When scraping websites I've always used regular expressions, and I am not sure why. I've always been aware of DOMDocument, and after reading Zend_Dom today, which is essentially a DOMDocument wrapper, with a very useful query function added, I've decided it's much more elegant in terms of lucidity and readability. I think from now on I will use Zend_Dom for website scraping.
For example, to get all the links from the forum page of TalkPHP, we could use the following code. Bearing in mind that query returns a Zend_Dom_Query_Result object that contains one or more DOMElement objects. DOMDocument, I feel, was never the best documentation on PHP.net, and I think that's the reason I never became acquainted with it to any level to which I had considered using it over regular expressions.
$szHtml = file_get_contents('http://www.talkphp.com/forums.php'); $pDom = new Zend_Dom_Query($szHtml); $pResults = $pDom->query('.alt1Active div a');
This to me is much easier to read than regular expressions. It is clear what it's doing, and with the CSS style selector for the query function, it's ever so flexible. Incidently, the query function also accepts the XPath syntax for locating elements.

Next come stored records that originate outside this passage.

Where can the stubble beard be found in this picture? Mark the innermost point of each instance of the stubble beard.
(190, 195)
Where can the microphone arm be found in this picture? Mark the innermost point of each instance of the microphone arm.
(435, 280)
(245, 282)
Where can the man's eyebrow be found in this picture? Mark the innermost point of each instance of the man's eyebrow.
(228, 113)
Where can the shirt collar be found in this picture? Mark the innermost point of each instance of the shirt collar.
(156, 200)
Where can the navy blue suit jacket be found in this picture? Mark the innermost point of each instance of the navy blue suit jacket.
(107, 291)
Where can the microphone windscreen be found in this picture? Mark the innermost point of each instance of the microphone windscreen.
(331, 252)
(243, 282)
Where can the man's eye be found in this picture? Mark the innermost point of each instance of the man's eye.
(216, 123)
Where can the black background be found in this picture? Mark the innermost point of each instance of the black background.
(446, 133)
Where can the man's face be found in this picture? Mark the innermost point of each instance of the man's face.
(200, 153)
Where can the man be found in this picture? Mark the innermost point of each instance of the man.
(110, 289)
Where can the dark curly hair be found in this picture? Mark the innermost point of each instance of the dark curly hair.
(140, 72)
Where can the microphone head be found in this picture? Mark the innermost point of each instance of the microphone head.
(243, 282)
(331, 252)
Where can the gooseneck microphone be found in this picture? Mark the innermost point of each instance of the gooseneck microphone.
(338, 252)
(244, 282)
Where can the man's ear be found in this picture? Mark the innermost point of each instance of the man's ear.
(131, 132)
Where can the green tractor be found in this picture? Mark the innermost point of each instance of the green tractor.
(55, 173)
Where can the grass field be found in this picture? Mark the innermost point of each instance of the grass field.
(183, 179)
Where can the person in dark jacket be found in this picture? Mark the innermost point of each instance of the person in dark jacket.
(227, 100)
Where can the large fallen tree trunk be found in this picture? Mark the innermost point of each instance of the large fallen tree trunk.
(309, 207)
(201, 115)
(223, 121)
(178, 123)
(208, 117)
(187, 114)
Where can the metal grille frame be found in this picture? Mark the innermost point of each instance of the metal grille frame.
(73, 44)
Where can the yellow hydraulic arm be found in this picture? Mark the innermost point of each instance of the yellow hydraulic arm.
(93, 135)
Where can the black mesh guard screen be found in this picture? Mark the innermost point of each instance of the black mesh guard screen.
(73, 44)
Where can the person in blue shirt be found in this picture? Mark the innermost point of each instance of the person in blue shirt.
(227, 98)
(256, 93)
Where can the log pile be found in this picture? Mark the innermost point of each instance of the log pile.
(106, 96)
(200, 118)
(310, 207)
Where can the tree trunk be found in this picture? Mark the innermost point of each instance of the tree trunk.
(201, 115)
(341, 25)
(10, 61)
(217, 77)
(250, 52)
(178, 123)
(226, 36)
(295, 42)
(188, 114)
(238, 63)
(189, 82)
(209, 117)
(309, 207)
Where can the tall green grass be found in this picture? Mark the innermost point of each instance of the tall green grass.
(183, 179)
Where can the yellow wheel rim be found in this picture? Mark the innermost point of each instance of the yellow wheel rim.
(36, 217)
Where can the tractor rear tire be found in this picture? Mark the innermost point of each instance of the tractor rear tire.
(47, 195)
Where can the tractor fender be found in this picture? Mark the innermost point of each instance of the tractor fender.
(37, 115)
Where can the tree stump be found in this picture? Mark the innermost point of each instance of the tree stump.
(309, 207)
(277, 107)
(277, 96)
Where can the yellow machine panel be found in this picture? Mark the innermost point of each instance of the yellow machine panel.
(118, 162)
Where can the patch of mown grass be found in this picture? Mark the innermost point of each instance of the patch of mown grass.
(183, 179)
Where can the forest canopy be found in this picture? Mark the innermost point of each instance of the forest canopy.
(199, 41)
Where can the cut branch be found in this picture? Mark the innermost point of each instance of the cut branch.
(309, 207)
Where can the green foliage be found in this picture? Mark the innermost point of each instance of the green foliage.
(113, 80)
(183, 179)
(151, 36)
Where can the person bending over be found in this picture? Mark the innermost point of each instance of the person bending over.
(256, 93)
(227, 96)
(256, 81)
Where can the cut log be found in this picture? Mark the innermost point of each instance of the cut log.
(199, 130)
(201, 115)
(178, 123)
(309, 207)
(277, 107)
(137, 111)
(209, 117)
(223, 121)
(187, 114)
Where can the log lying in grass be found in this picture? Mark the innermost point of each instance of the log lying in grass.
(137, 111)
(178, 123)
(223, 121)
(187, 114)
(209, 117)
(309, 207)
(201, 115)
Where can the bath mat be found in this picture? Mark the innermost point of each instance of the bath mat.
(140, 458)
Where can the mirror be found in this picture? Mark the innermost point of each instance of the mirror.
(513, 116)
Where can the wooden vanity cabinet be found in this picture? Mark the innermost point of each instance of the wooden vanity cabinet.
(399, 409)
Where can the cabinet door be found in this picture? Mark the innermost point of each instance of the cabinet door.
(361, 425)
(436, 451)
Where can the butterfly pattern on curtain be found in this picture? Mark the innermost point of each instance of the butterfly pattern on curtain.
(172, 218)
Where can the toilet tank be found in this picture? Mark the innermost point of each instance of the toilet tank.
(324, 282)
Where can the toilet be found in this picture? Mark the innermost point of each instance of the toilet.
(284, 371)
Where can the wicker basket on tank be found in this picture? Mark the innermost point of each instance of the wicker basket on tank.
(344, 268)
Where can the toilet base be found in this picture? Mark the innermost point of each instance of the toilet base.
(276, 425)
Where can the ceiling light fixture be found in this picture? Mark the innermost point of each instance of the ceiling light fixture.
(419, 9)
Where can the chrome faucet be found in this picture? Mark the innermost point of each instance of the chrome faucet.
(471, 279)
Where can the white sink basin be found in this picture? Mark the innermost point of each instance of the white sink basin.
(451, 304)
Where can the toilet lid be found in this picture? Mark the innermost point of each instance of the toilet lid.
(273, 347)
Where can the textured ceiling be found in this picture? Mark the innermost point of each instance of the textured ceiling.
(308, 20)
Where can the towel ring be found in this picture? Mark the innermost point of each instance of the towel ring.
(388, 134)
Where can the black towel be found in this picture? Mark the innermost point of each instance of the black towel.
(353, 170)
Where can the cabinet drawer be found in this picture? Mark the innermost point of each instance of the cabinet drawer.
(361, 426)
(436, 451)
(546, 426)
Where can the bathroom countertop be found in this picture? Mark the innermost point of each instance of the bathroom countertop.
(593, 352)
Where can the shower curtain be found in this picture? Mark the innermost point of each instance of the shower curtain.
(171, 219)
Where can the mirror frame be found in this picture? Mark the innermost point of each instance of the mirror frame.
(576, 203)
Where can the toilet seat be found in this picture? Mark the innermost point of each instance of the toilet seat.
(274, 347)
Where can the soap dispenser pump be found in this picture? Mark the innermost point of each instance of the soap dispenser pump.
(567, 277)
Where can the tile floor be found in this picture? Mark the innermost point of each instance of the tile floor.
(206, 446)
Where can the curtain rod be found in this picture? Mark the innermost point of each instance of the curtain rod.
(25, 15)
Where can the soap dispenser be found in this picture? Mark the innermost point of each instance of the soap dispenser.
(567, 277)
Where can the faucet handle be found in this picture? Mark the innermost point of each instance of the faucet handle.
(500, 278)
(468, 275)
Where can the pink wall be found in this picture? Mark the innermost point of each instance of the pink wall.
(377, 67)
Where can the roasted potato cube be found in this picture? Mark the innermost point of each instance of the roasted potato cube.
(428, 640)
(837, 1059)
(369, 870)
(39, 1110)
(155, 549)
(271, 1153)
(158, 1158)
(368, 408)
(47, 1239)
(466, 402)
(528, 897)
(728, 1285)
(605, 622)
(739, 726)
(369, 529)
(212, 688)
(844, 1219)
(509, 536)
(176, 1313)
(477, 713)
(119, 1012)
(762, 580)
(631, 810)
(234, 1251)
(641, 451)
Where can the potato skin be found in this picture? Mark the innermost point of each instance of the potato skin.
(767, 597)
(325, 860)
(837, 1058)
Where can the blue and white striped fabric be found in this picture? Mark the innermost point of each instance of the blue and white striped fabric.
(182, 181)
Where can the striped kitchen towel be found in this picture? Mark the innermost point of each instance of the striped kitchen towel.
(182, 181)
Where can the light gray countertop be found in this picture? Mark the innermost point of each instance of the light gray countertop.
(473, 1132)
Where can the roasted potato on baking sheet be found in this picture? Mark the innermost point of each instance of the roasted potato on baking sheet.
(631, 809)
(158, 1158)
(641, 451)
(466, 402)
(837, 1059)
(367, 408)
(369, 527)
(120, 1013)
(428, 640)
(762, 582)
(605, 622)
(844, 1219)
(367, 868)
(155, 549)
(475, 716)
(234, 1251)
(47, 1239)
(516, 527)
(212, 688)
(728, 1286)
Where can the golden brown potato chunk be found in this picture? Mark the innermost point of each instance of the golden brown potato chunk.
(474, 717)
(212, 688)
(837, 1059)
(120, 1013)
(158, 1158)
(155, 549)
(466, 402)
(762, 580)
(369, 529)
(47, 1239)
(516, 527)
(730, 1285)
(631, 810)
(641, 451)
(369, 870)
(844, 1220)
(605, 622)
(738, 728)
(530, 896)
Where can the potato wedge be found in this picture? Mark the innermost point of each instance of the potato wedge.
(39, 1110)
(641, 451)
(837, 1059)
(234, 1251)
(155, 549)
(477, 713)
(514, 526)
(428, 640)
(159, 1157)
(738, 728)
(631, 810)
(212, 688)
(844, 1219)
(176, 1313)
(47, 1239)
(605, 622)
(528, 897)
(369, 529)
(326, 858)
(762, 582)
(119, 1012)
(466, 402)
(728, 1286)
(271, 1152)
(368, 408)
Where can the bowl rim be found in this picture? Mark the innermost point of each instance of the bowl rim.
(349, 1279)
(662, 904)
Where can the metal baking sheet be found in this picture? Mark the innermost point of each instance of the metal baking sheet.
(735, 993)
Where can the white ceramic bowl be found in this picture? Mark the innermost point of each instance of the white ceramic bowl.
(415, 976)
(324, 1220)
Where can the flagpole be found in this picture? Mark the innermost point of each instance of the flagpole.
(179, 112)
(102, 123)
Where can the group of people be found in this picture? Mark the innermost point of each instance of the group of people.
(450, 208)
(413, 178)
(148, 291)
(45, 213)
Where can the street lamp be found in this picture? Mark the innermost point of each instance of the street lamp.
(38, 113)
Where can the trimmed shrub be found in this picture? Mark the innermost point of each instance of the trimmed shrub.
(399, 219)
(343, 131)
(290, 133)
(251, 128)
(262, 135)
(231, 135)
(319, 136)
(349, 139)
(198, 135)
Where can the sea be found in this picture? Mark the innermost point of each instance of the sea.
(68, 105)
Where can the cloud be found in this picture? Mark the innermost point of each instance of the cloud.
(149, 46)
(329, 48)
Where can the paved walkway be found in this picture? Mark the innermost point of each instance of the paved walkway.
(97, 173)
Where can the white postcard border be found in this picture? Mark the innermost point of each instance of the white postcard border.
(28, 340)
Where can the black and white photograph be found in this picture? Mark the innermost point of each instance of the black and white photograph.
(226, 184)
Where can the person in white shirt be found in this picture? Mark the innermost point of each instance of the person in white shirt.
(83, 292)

It's also easy enough to extract the attributes with getAttribute.
I am sure most would use regular expressions to scrape content, but it's worth asking, I suppose, if anybody uses DOMDocument already on TalkPHP? And if not, would you agree that it's more lucid and readable than regular expressions?
I think from now on Zend_Dom will be my baby.
The man who comes back through the Door in the Wall will never be quite the same as the man who went out.